SELECT COUNT(*) as total_rows, COUNT(DISTINCT month_key) as months FROM sales_fact;
2. Null rate on key columns. Which columns are critical for this analysis? What's the null rate? A 2% null rate on a primary key is catastrophic. A 2% null rate on an optional comment field is fine. Know which is which.
SELECT
SUM(CASE WHEN customer_id IS NULL THEN 1 ELSE 0 END) * 100.0 / COUNT(*) as pct_null_customer,
SUM(CASE CASE WHEN amount IS NULL THEN 1 ELSE 0 END) * 100.0 / COUNT(*) as pct_null_amount
FROM transactions;
3. Date range sanity. Does the date range match what was requested? Are there future dates in a historical dataset? Are there dates from 1900 that indicate a default value instead of a real date? Date corruption is one of the most common and least visible data quality issues.
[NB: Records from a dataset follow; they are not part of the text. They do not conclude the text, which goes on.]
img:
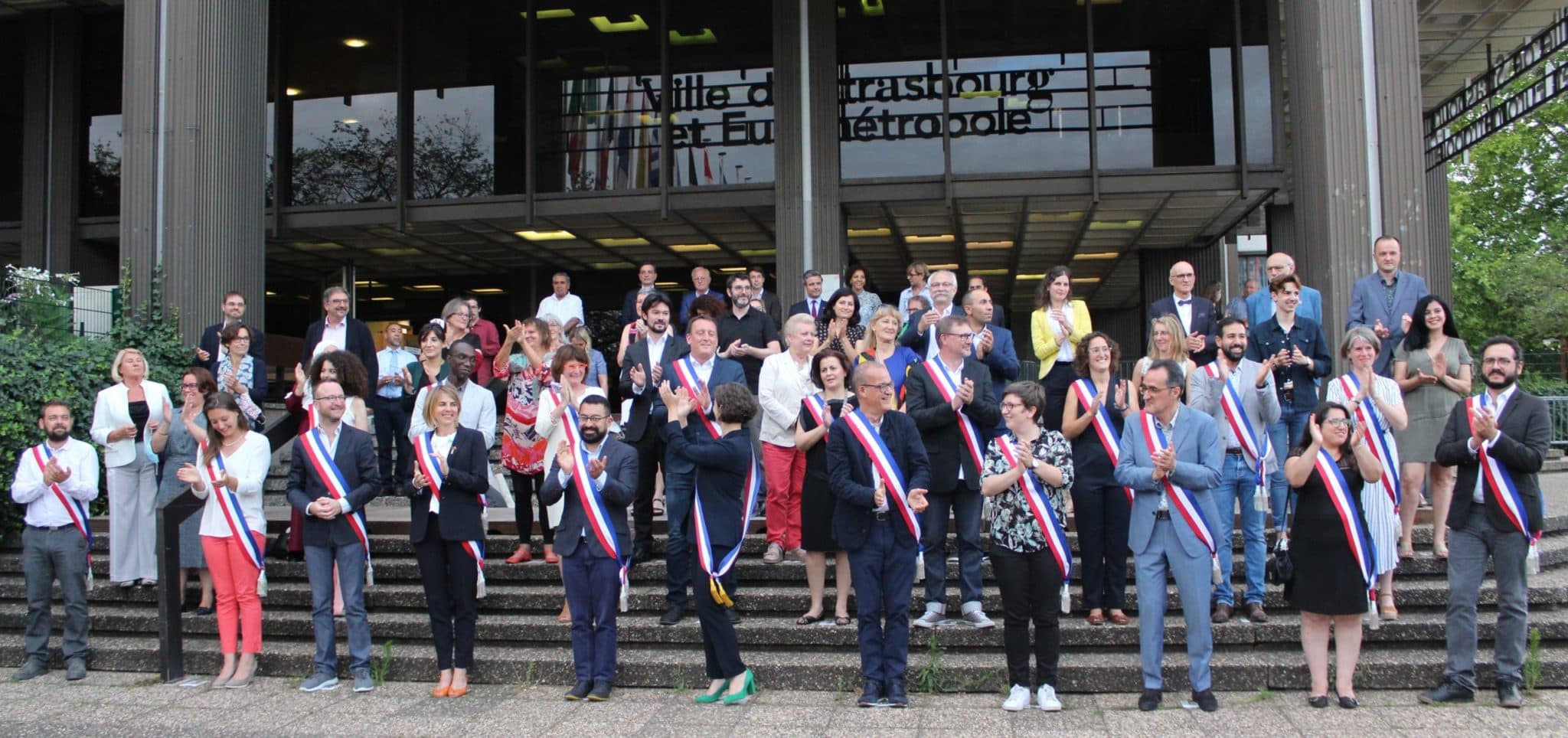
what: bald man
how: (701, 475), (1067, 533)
(1145, 262), (1218, 367)
(1248, 250), (1324, 327)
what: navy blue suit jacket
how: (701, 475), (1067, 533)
(828, 410), (932, 551)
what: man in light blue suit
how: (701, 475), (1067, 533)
(1345, 235), (1427, 376)
(1116, 359), (1224, 713)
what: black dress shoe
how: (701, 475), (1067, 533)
(1138, 690), (1164, 713)
(1191, 690), (1220, 713)
(887, 678), (910, 707)
(1416, 681), (1475, 705)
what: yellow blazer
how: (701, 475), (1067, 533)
(1028, 299), (1095, 377)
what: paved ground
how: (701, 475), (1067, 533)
(0, 671), (1568, 738)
4. Duplicate check on primary keys. Should be obvious, but it's the check most people skip. If your primary key has duplicates, every join you do downstream will silently inflate your numbers.
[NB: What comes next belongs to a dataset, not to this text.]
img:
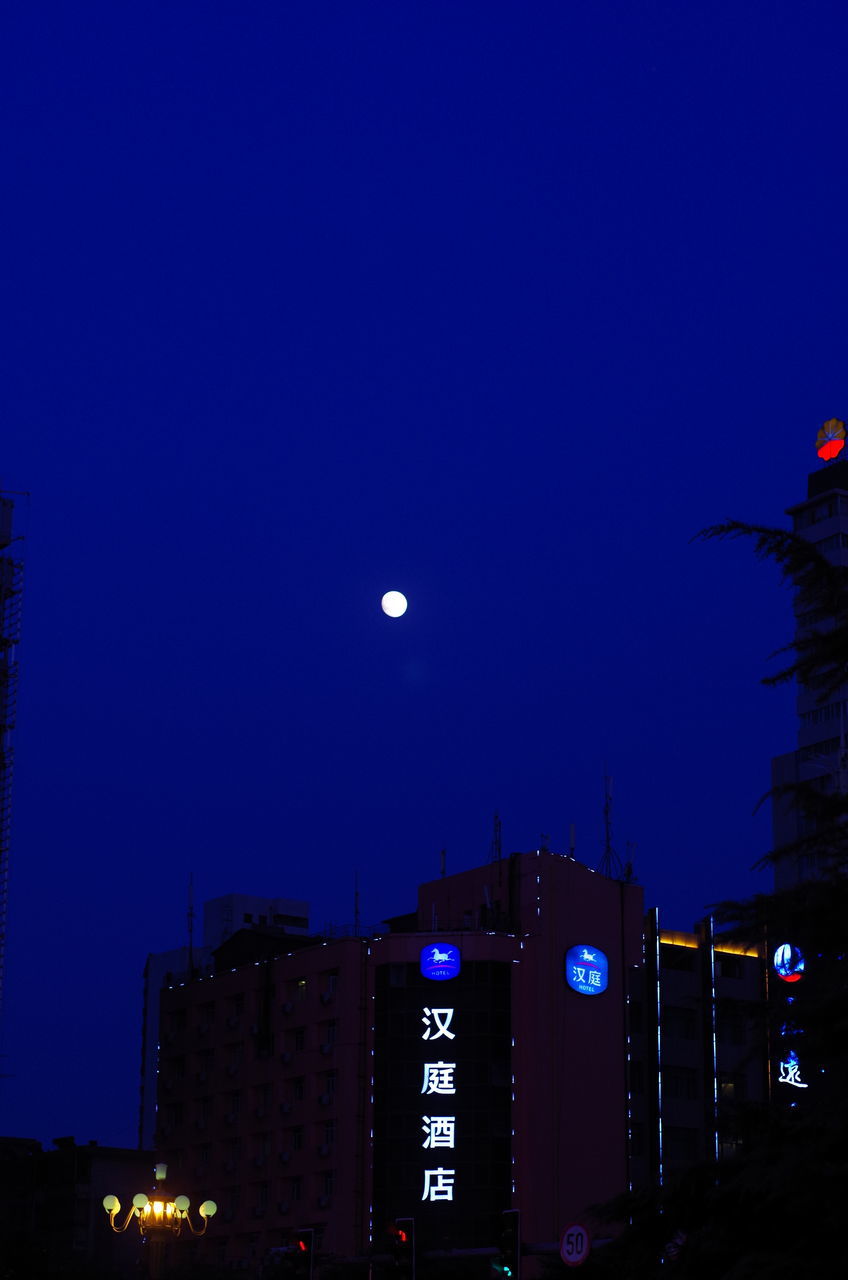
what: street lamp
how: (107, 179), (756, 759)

SELECT id, COUNT(*) as occurrences FROM orders GROUP BY id HAVING COUNT(*) > 1;
5. Distribution sanity on key metrics. Pull a MIN, MAX, AVG, and a few percentiles on your main numeric columns. Does the max value look plausible? Is the average where you'd expect it? A transaction amount of $47,000,000 in a dataset where the average is $85 is either the deal of the century or a data entry error. Check before you report it.
Why this works
Most data quality issues aren't subtle. They're nulls where there shouldn't be nulls, duplicates that inflate every aggregate, and date values that are clearly wrong to any human who looks at them. The five-minute check catches these before they become a 5-hour debugging session after someone spots an anomaly in a live dashboard.